Henry Venn Robertson
Kemano / Kitlope Nation
(1934 – 2016)
Born on May 27, 1934, Henry Venn Robertson began carving at the age of 10 under the direction of his father, carver Gordon Robertson. Henry’s traditional name was Ga-ba-baawk, which means Ten Ravens in English. A member of the Raven Clan, Ten Ravens grew up in the amalgamated village of Kemano-Kitlope and received his name from his mother’s father in a potlach ceremony held at Metlakatla. Ten Ravens’ first attempt at wood carving was when his father passed him a piece of wood and a knife, instructing him to carve a miniature totem pole.

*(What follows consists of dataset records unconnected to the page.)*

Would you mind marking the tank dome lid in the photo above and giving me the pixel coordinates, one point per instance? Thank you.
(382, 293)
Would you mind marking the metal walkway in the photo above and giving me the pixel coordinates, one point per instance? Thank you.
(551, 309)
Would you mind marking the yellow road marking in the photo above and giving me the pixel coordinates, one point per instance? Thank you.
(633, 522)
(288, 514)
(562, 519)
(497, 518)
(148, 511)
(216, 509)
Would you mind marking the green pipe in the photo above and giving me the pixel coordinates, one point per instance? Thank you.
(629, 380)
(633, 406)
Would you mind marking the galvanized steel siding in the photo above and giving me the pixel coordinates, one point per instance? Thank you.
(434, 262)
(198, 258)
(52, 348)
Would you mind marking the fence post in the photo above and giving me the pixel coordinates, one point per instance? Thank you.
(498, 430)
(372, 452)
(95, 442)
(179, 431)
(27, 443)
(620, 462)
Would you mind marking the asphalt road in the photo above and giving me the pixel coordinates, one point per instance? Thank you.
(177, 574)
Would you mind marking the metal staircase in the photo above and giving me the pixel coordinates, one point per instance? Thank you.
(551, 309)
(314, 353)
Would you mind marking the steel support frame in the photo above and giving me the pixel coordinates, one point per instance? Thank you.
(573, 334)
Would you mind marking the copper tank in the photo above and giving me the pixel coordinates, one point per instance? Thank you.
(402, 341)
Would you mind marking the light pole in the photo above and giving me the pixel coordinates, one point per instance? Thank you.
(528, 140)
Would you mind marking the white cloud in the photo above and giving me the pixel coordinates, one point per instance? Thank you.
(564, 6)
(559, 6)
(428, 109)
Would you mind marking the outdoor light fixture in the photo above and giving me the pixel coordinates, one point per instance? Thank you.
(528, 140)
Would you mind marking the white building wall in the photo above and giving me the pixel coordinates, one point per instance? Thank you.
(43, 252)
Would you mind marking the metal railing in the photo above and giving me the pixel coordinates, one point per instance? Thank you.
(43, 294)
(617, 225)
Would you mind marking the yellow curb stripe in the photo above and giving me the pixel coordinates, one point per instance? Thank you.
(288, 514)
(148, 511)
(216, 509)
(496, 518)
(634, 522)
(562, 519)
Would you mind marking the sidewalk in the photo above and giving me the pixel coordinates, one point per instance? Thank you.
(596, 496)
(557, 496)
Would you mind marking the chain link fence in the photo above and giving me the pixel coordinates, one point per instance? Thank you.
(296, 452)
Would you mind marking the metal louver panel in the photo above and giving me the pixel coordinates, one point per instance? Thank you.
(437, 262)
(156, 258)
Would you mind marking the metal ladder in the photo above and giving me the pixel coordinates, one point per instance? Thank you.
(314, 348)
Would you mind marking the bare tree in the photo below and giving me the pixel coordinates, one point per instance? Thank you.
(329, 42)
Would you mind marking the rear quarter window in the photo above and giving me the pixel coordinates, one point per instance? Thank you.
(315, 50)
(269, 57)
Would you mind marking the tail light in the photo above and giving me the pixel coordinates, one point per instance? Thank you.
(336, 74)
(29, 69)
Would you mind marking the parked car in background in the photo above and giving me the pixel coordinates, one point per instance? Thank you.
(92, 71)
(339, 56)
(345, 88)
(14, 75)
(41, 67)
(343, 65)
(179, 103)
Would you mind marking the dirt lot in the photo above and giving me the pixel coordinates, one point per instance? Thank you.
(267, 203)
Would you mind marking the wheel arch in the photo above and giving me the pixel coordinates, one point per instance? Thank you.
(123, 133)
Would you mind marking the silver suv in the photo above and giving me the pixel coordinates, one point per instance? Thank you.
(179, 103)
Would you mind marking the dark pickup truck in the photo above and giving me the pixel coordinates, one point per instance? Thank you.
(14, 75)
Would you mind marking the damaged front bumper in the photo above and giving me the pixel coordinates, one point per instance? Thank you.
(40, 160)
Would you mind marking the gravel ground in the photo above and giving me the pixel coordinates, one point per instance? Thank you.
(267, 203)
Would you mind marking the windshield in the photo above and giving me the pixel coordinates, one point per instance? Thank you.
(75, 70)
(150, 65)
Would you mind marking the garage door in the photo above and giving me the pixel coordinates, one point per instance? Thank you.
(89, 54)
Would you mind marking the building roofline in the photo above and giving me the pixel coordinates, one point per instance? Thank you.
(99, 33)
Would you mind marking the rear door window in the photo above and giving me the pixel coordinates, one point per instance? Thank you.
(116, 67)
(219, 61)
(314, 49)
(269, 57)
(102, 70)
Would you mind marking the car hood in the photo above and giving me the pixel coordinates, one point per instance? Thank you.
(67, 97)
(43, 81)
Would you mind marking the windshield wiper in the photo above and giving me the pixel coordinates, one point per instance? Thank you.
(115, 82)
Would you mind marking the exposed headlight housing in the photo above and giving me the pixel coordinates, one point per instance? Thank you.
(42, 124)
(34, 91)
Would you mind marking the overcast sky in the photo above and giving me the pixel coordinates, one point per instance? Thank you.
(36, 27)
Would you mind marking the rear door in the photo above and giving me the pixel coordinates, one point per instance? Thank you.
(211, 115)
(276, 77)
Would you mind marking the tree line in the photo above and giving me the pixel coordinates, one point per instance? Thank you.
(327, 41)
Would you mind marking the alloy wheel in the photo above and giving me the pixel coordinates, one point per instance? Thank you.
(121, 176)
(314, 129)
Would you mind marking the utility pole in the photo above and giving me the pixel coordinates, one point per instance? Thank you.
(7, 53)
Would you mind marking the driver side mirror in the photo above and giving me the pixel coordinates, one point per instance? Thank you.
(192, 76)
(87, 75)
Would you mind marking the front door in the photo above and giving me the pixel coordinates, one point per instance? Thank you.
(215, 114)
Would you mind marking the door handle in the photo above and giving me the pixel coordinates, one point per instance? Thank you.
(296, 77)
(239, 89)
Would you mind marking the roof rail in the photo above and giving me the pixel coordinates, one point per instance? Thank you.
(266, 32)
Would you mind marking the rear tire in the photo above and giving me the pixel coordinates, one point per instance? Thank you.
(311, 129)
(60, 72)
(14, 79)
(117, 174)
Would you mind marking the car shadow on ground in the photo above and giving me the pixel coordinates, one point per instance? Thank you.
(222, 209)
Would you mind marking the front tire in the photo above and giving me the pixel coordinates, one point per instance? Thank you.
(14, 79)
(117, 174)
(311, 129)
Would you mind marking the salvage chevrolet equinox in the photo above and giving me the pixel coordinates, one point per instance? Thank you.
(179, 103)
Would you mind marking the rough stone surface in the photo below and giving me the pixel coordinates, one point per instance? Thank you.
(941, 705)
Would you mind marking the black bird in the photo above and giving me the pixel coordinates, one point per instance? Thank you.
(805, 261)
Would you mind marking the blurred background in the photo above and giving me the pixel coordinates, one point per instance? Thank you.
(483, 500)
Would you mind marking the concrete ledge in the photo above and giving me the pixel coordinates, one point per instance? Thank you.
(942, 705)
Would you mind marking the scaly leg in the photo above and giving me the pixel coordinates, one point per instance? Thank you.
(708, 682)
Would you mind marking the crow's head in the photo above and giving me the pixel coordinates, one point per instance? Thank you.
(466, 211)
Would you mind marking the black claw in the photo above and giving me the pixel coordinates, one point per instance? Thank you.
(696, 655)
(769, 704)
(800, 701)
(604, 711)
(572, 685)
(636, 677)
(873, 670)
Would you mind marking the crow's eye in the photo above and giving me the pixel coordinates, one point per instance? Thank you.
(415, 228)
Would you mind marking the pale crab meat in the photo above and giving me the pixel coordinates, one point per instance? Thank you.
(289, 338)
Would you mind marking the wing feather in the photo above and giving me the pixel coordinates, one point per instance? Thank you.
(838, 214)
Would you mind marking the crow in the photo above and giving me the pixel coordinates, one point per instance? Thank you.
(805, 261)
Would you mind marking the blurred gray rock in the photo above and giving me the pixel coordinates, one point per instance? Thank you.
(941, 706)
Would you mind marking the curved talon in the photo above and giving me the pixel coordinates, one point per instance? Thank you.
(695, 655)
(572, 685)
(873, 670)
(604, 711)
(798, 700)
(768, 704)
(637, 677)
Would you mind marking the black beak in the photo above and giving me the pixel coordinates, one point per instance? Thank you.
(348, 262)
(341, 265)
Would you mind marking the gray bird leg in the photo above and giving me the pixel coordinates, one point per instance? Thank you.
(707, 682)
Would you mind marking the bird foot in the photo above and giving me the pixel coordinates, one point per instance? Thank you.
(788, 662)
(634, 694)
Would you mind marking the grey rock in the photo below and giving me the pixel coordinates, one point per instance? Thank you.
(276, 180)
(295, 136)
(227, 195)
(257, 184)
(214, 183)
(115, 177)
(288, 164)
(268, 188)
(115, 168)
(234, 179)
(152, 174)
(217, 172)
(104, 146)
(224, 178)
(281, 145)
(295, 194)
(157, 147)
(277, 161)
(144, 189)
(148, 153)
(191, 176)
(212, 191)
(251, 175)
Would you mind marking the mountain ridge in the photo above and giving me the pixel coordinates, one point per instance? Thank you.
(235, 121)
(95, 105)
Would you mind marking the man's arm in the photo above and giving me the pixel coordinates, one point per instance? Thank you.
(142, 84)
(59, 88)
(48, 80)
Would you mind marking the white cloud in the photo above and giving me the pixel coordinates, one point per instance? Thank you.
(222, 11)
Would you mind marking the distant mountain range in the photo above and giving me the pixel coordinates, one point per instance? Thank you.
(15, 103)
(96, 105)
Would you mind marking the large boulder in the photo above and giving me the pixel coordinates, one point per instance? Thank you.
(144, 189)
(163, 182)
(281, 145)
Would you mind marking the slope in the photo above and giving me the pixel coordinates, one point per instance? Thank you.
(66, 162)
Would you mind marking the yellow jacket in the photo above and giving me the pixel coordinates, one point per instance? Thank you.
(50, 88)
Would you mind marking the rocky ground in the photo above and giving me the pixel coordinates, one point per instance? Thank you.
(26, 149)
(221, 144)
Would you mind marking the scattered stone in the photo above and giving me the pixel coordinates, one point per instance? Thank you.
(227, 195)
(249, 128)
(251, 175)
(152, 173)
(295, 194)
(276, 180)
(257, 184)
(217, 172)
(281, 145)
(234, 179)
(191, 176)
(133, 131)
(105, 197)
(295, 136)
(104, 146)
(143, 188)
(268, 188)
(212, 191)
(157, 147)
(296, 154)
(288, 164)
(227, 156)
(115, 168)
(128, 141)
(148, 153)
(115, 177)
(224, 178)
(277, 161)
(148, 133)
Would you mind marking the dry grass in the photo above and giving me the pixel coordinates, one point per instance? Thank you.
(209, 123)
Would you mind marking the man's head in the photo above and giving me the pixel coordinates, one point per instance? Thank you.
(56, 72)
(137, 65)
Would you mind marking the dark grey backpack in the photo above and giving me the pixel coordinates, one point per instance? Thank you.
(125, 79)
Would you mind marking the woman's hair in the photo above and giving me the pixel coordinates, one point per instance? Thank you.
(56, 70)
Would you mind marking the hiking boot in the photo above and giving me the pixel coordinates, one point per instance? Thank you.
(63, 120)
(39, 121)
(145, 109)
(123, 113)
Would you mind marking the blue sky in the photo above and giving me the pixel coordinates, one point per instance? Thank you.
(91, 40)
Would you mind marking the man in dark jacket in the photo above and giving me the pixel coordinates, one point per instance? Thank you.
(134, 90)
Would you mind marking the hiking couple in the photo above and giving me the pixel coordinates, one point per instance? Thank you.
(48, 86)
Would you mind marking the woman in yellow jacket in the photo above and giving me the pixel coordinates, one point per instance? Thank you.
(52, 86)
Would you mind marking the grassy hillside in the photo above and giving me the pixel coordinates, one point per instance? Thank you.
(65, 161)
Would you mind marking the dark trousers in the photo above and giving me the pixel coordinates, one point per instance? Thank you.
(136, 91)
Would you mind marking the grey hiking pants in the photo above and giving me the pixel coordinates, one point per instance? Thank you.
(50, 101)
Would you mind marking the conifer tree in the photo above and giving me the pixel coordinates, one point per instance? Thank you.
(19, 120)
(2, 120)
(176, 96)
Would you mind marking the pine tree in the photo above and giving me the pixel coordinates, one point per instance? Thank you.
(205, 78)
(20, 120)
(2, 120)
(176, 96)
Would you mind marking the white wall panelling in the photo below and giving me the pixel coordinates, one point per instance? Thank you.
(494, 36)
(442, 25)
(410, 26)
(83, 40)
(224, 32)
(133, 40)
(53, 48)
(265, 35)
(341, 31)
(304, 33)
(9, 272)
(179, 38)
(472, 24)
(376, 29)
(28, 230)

Through his life, Ten Ravens pursued many areas of industry including logging, fishing, and railway construction. In 1976 an opportunity to share his culture with First Nations students in the Terrace School system arose and he began teaching an enthusiastic group the ancient arts and culture of his people.
In the many years that Ten Ravens has been carving wood, argillite and soap stone, he had many exhibitions in galleries throughout Canada and the U.S. Although Ten Ravens produced many smaller carvings, smaller totems and feasting bowls, he especially enjoyed carving large, full-scale totem poles. He had the honor of carving a totem pole for his own people that is now with the Indian Friendship Centre in Vancouver, as well as carving a miniature totem for the late Emperor Hirohito of Japan. For the past two years Ten Ravens had also been responsible for the presentation of the Aboriginal Pavilion located at the Pacific National Exhibition in Vancouver, B.C.
In 1999, the Kitamaat Village Council invited Ecotrust Canada to help the Haisla repatriate the G’psgoalux pole. Master carver Henry Robertson, his nephews and granddaughter were enlisted to carve two new poles – one destined to stand in Stockholm’s National Museum of Ethnography in place of the original, and the second to stand again at Misk’usa. In August 2000, more than two hundred guests of the Haisla Nation joined there to witness the pole being raised in fulfillment of G’psgoalux’s spirit vision.
Ten Ravens had the pleasure of teaching his four nephews, Lyle, Derek, Gary, and Barry Wilson, passing on age-old techniques and sharing the legacy of the culture. he continued to take interested First Nations artists under his wing. With the distinctive, refined method of carving and his fervor for the culture, Ten Ravens’ work will continue to flourish and be sought, both nationally and internationally.